I've been learning nginx and Laravel recently, and this error has came up many times. It's hard to diagnose because you need to align nginx with Laravel and also the SSL settings in your operating system at the same time (assuming you are making a self-signed cert).
If you are on Windows, it is even more difficult because you have to fight unix carriage returns when dealing with SSL certs. Sometimes you can go through the steps correctly, but you get ruined by cert validation issues. I find the trick is to make the certs in Ubuntu or Mac and email them to yourself, or use the linux subsystem.
In my case, I kept running into an issue where I declare HTTPS somewhere but php artisan serve only works on HTTP.

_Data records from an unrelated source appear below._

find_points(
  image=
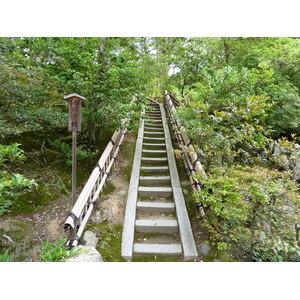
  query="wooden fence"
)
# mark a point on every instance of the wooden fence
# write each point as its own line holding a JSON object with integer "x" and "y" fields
{"x": 190, "y": 158}
{"x": 82, "y": 209}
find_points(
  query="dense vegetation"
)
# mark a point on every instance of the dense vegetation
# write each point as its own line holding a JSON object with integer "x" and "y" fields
{"x": 240, "y": 104}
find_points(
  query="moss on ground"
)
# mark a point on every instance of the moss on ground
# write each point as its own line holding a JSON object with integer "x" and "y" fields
{"x": 110, "y": 241}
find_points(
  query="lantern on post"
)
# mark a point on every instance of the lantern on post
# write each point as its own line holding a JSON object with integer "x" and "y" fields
{"x": 75, "y": 102}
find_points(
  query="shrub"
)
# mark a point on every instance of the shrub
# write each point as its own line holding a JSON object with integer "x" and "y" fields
{"x": 5, "y": 257}
{"x": 253, "y": 208}
{"x": 12, "y": 185}
{"x": 65, "y": 151}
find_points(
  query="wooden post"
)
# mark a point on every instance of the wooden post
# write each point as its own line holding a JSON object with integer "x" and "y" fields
{"x": 74, "y": 133}
{"x": 75, "y": 101}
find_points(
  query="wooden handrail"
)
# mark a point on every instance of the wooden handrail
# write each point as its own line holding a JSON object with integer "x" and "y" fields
{"x": 192, "y": 164}
{"x": 82, "y": 209}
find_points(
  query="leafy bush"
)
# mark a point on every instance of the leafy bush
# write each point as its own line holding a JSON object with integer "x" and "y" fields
{"x": 253, "y": 208}
{"x": 11, "y": 153}
{"x": 5, "y": 257}
{"x": 226, "y": 118}
{"x": 65, "y": 151}
{"x": 57, "y": 252}
{"x": 12, "y": 185}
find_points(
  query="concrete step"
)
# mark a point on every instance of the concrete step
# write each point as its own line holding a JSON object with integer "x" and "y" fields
{"x": 154, "y": 179}
{"x": 155, "y": 160}
{"x": 159, "y": 125}
{"x": 155, "y": 207}
{"x": 157, "y": 226}
{"x": 153, "y": 118}
{"x": 153, "y": 133}
{"x": 154, "y": 146}
{"x": 153, "y": 121}
{"x": 146, "y": 138}
{"x": 154, "y": 152}
{"x": 153, "y": 114}
{"x": 153, "y": 128}
{"x": 154, "y": 191}
{"x": 155, "y": 169}
{"x": 166, "y": 249}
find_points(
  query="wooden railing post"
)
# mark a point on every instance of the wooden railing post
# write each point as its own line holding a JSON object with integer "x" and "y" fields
{"x": 190, "y": 158}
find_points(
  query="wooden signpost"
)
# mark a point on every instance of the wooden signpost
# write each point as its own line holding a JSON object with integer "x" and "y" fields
{"x": 75, "y": 102}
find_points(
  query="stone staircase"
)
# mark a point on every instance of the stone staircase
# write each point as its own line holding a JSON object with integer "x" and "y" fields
{"x": 156, "y": 219}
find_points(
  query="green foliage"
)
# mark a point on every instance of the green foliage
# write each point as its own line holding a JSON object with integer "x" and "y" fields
{"x": 65, "y": 151}
{"x": 253, "y": 208}
{"x": 57, "y": 251}
{"x": 12, "y": 185}
{"x": 5, "y": 257}
{"x": 225, "y": 117}
{"x": 11, "y": 153}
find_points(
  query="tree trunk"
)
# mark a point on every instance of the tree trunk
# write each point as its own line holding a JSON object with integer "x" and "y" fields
{"x": 227, "y": 51}
{"x": 91, "y": 133}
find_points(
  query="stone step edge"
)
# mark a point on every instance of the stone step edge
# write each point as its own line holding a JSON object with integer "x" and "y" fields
{"x": 166, "y": 249}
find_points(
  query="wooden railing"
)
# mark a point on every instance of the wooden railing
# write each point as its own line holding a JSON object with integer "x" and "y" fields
{"x": 82, "y": 210}
{"x": 190, "y": 158}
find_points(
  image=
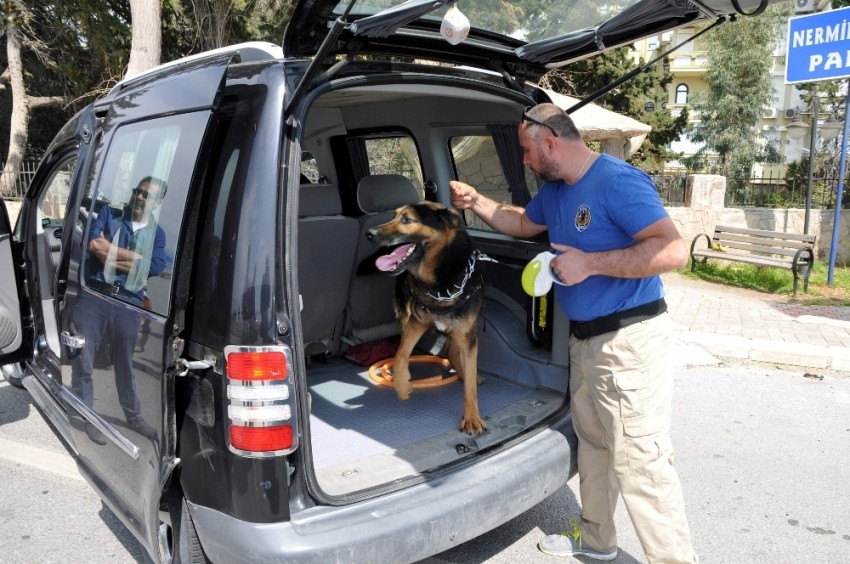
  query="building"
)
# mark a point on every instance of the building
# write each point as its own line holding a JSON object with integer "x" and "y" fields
{"x": 688, "y": 65}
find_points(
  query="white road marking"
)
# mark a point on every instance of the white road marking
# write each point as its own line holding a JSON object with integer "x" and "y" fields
{"x": 61, "y": 464}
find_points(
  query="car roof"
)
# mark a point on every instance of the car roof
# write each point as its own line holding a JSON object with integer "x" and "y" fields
{"x": 525, "y": 38}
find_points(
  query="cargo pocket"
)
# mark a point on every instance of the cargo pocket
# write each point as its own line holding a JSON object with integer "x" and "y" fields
{"x": 641, "y": 421}
{"x": 637, "y": 411}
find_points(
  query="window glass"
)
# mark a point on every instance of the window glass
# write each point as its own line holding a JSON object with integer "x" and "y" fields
{"x": 477, "y": 163}
{"x": 137, "y": 209}
{"x": 395, "y": 155}
{"x": 54, "y": 201}
{"x": 682, "y": 94}
{"x": 309, "y": 169}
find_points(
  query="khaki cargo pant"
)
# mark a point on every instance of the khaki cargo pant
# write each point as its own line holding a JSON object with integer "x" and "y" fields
{"x": 621, "y": 388}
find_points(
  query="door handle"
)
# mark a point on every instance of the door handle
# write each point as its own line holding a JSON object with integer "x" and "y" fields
{"x": 72, "y": 341}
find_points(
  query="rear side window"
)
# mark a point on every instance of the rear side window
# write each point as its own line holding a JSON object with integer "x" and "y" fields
{"x": 136, "y": 209}
{"x": 477, "y": 163}
{"x": 395, "y": 155}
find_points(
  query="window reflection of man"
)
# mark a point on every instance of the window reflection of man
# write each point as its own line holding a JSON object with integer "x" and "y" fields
{"x": 125, "y": 248}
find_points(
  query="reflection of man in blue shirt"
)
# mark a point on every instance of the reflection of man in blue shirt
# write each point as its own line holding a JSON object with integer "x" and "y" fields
{"x": 124, "y": 250}
{"x": 129, "y": 246}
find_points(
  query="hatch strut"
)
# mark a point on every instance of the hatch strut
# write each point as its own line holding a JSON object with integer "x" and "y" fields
{"x": 637, "y": 70}
{"x": 313, "y": 69}
{"x": 761, "y": 7}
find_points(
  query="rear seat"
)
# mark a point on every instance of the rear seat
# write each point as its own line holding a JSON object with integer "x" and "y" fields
{"x": 370, "y": 303}
{"x": 326, "y": 245}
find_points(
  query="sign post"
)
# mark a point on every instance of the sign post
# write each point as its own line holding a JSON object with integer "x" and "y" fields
{"x": 819, "y": 49}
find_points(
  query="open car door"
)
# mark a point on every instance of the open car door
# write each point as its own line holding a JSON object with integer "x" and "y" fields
{"x": 15, "y": 329}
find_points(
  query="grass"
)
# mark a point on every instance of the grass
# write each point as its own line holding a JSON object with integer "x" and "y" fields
{"x": 780, "y": 282}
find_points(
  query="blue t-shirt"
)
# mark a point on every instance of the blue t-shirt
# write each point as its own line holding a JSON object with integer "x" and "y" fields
{"x": 117, "y": 227}
{"x": 601, "y": 212}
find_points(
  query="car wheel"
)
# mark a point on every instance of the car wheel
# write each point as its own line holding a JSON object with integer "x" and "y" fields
{"x": 188, "y": 544}
{"x": 178, "y": 538}
{"x": 14, "y": 374}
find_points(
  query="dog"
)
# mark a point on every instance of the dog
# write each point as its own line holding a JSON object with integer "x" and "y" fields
{"x": 438, "y": 286}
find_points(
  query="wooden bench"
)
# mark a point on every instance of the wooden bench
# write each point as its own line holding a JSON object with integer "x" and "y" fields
{"x": 757, "y": 246}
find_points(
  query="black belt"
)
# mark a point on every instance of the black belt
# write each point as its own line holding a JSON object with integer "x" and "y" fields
{"x": 618, "y": 320}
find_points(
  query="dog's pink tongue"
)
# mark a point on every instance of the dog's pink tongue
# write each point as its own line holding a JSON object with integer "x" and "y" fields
{"x": 390, "y": 261}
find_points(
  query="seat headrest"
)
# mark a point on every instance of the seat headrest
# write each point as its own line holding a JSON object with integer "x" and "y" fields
{"x": 318, "y": 199}
{"x": 385, "y": 192}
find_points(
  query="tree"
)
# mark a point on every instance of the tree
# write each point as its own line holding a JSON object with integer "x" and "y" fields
{"x": 146, "y": 44}
{"x": 589, "y": 75}
{"x": 739, "y": 87}
{"x": 18, "y": 34}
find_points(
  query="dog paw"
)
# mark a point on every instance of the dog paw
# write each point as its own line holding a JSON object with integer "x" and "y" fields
{"x": 472, "y": 425}
{"x": 403, "y": 390}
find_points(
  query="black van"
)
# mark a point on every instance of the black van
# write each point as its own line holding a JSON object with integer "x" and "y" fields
{"x": 217, "y": 384}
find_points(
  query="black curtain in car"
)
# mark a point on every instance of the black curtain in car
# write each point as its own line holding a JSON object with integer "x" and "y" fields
{"x": 359, "y": 158}
{"x": 510, "y": 155}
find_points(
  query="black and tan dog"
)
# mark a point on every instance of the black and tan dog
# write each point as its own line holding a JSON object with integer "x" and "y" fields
{"x": 439, "y": 287}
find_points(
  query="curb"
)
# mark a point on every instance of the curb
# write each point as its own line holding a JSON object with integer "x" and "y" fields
{"x": 762, "y": 350}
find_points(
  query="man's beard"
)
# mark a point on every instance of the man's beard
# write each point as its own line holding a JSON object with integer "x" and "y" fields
{"x": 550, "y": 170}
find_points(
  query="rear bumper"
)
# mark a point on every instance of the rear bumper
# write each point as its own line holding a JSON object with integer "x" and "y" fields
{"x": 408, "y": 525}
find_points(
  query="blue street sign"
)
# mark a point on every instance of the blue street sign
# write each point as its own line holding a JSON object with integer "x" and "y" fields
{"x": 818, "y": 47}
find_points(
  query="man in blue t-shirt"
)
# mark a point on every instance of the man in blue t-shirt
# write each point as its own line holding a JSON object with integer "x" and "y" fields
{"x": 125, "y": 248}
{"x": 613, "y": 238}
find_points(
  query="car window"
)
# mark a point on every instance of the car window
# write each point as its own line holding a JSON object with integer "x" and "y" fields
{"x": 395, "y": 155}
{"x": 136, "y": 208}
{"x": 54, "y": 200}
{"x": 477, "y": 163}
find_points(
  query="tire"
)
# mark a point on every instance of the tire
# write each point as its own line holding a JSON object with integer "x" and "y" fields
{"x": 189, "y": 550}
{"x": 14, "y": 374}
{"x": 178, "y": 538}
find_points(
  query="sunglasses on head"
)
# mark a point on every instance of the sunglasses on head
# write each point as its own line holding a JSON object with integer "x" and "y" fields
{"x": 526, "y": 117}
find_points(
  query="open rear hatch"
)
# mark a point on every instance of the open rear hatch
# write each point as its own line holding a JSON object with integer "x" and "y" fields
{"x": 524, "y": 39}
{"x": 363, "y": 439}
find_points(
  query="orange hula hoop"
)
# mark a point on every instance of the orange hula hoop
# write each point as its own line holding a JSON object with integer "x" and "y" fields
{"x": 380, "y": 372}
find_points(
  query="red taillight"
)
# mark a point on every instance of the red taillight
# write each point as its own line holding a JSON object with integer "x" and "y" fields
{"x": 261, "y": 439}
{"x": 255, "y": 366}
{"x": 261, "y": 401}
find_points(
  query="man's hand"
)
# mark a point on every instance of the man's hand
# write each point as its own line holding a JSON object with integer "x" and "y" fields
{"x": 99, "y": 247}
{"x": 124, "y": 258}
{"x": 570, "y": 264}
{"x": 464, "y": 196}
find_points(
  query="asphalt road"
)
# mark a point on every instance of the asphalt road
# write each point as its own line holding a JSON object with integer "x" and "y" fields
{"x": 763, "y": 455}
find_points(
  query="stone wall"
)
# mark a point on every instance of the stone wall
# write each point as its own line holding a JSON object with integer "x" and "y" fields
{"x": 704, "y": 210}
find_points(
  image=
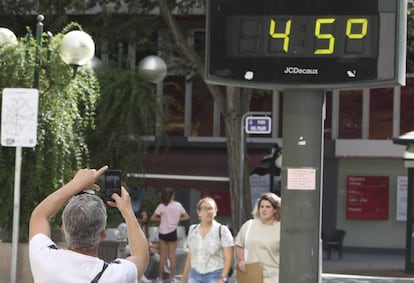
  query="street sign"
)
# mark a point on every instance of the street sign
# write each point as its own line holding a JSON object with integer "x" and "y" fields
{"x": 258, "y": 125}
{"x": 19, "y": 117}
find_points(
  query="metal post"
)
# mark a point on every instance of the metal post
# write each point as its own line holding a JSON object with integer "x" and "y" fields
{"x": 18, "y": 162}
{"x": 301, "y": 186}
{"x": 159, "y": 117}
{"x": 39, "y": 31}
{"x": 16, "y": 213}
{"x": 241, "y": 166}
{"x": 409, "y": 251}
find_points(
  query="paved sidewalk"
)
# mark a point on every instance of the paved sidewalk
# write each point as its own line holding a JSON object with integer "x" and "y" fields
{"x": 371, "y": 264}
{"x": 368, "y": 263}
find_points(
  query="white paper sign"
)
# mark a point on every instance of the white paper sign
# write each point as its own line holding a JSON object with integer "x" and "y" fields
{"x": 301, "y": 179}
{"x": 19, "y": 117}
{"x": 402, "y": 185}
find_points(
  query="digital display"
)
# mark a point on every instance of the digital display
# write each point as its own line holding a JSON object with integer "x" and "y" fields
{"x": 322, "y": 44}
{"x": 300, "y": 36}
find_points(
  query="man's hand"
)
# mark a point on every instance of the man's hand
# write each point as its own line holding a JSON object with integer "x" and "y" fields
{"x": 85, "y": 179}
{"x": 122, "y": 202}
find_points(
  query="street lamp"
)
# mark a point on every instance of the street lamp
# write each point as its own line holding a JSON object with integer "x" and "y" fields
{"x": 77, "y": 49}
{"x": 7, "y": 37}
{"x": 408, "y": 140}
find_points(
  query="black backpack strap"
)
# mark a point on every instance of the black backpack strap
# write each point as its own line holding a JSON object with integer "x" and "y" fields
{"x": 99, "y": 275}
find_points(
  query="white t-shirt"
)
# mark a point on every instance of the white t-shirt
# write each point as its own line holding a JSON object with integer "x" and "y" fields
{"x": 207, "y": 252}
{"x": 51, "y": 265}
{"x": 170, "y": 216}
{"x": 263, "y": 245}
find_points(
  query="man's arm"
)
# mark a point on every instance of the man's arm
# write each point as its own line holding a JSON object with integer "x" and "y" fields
{"x": 83, "y": 179}
{"x": 138, "y": 243}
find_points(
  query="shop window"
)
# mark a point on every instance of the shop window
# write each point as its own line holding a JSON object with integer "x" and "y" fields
{"x": 380, "y": 113}
{"x": 350, "y": 114}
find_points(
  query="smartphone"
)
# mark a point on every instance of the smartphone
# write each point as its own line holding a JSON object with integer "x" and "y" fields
{"x": 112, "y": 183}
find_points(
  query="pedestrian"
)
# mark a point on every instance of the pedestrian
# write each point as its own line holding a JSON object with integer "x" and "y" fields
{"x": 210, "y": 247}
{"x": 83, "y": 220}
{"x": 142, "y": 217}
{"x": 259, "y": 238}
{"x": 169, "y": 212}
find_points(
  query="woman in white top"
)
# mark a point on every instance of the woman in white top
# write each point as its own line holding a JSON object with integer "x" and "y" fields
{"x": 169, "y": 212}
{"x": 261, "y": 237}
{"x": 210, "y": 246}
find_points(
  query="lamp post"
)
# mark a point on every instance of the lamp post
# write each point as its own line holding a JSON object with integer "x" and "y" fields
{"x": 153, "y": 69}
{"x": 408, "y": 140}
{"x": 76, "y": 52}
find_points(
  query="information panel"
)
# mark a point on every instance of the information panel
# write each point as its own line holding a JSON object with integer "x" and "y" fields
{"x": 367, "y": 197}
{"x": 320, "y": 44}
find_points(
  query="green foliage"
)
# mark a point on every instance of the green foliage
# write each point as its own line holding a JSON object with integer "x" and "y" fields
{"x": 66, "y": 112}
{"x": 125, "y": 112}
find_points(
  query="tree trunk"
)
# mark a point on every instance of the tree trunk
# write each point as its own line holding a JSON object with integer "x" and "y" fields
{"x": 232, "y": 106}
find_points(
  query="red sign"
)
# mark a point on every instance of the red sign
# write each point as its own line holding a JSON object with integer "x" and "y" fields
{"x": 367, "y": 197}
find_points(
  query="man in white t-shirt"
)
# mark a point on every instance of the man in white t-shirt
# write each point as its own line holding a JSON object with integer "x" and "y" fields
{"x": 84, "y": 221}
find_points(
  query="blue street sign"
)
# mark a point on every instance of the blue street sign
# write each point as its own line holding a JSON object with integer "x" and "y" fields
{"x": 258, "y": 125}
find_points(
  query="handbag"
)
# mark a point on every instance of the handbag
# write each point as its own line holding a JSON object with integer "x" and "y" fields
{"x": 231, "y": 267}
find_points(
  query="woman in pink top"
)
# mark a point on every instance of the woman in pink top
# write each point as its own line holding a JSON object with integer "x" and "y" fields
{"x": 169, "y": 212}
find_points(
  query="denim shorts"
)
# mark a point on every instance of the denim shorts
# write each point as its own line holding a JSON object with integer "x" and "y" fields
{"x": 210, "y": 277}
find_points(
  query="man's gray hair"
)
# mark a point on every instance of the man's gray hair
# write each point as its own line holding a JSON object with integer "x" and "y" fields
{"x": 84, "y": 218}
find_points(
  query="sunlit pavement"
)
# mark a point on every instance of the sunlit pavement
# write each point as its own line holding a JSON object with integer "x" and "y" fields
{"x": 342, "y": 278}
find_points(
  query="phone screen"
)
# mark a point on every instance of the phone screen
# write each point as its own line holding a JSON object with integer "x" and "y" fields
{"x": 112, "y": 183}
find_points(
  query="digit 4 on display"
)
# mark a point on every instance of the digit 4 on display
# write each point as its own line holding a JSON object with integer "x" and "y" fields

I just caused this Invalid request (Unsupported SSL request) error again after SSL was hooked up fine. It turned out to be that I was using Axios to make a POST request to https://. Changing it to POST http:// fixed it.
My recommendation to anyone would be to take a look at where and how HTTP/HTTPS is being used.
The textbook definition is probably something like php artisan serve only works over HTTP but requires underlying SSL layer.
Use Ngrok
Expose your server's port like so:
ngrok http <server port>
Browse with the ngrok's secure public address (the one with https).
Note: Though it works like a charm, it seems an overkill since it requires internet and would appreciate better recommendations.